España se encuentra en un período de envejecimiento, por lo que la inmigración contribuirá a dotar a la economía de un dinamismo que, en otro caso, perdería. Las aportaciones de mano de obra joven procedente del extranjero contribuirán a financiar un sistema de seguridad social que, bajo los supuestos actuales parece inevitable. La aparición de una mano de obra más móvil y más sensible a las motivaciones económicas aliviará el mal funcionamiento endémico que padece nuestro mercado de trabajo. Sin embargo es importante que la inmigración no contribuya a la subversión de los valores en que se funda nuestra democracia. España es un Estado de Derecho y, por tanto, debe pretenderse que todas las personas que viven en ella mantengan un escrupuloso cumplimiento de la Ley. La formación de guetos que escapan a la legalidad vigente debe evitarse, y los impuestos y las contribuciones a la Seguridad Social exigirse con toda eficacia.

Algunas conclusiones

En el análisis de los cambios estructurales y culturales introducidos por las migraciones en los países receptores deben figurar en primer plano los problemas derivados de la integración y la asimilación, que adquieren singular importancia a la luz de las nuevas inmigraciones y de sus posibles riesgos.

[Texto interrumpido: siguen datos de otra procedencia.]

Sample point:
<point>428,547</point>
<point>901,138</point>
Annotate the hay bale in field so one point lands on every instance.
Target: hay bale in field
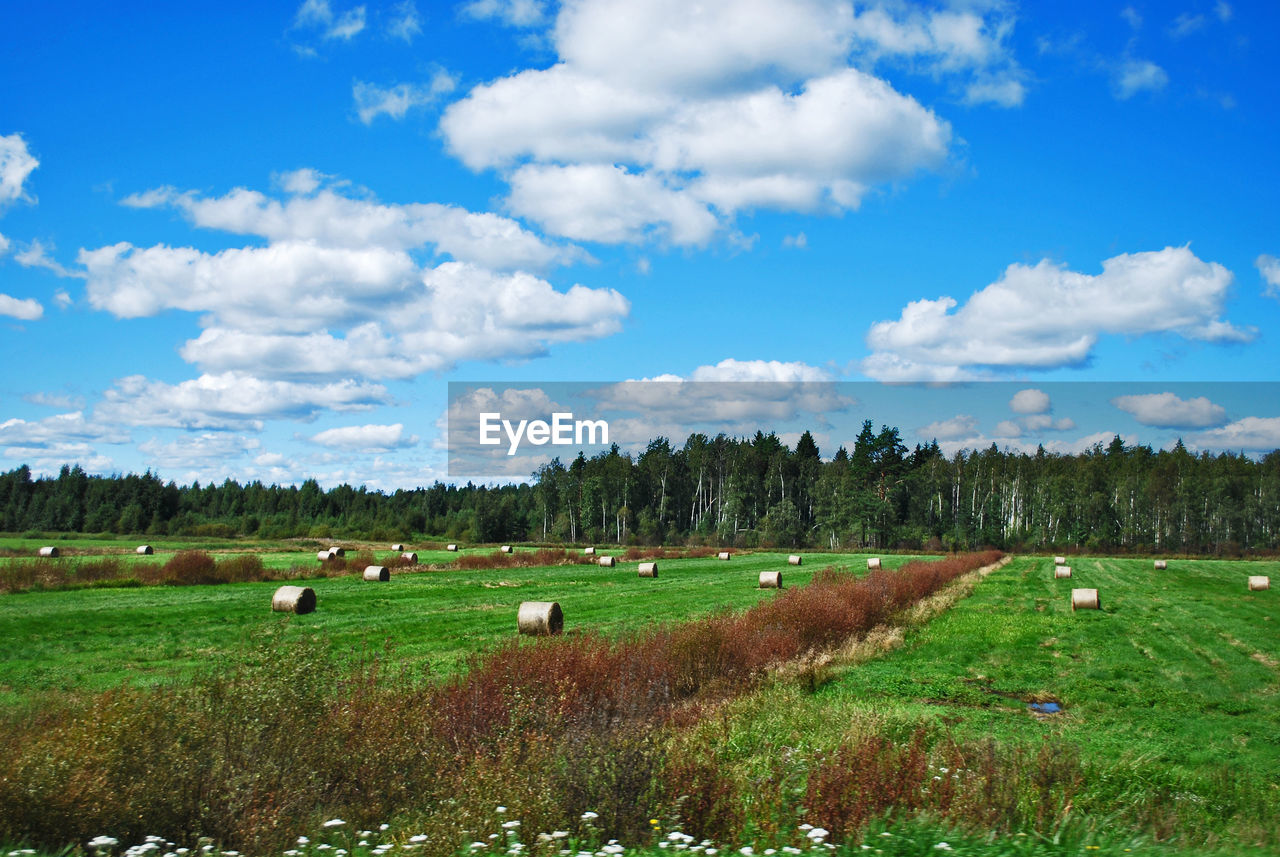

La separación cultural significa creación de minorías. Mientras, la segregación estructural lleva a la formación de capas sociales diferenciadas.

El análisis concreto de los diferentes sistemas sociales parciales (el político, el económico y el comunitario) detecta conflictos potenciales en las sociedades multiculturales. Respecto del sistema político se plantea la pregunta de hasta* qué punto estaría dispuesta la población nativa a tolerar (o a permitir verse influida en una dirección concreta) una cultura política divergente.

Debe admitirse que al aumentar cada vez más la inmigración procedente del Tercer Mundo, aumentan también las distancias entre las exigencias de alta cualificación de la economía de los países con elevados niveles por un lado y el perfil de cualificación de los inmigrados
por el otro. Y con esto se cuestiona el problema central, que es el
de la integración económica de los inmigrantes.

Una correcta política estructural debería promover modelos culturales encaminados a permitir la participación de todos los miembros de la sociedad en los bienes y los valores de los países de acogida en igualdad de condiciones. Esta política estructural no podría garantizar la conservación de la identidad cultural de los grupos étnicos inmigrados, pero tampoco se propondría como meta última, por supuesto, la homogeneización cultural.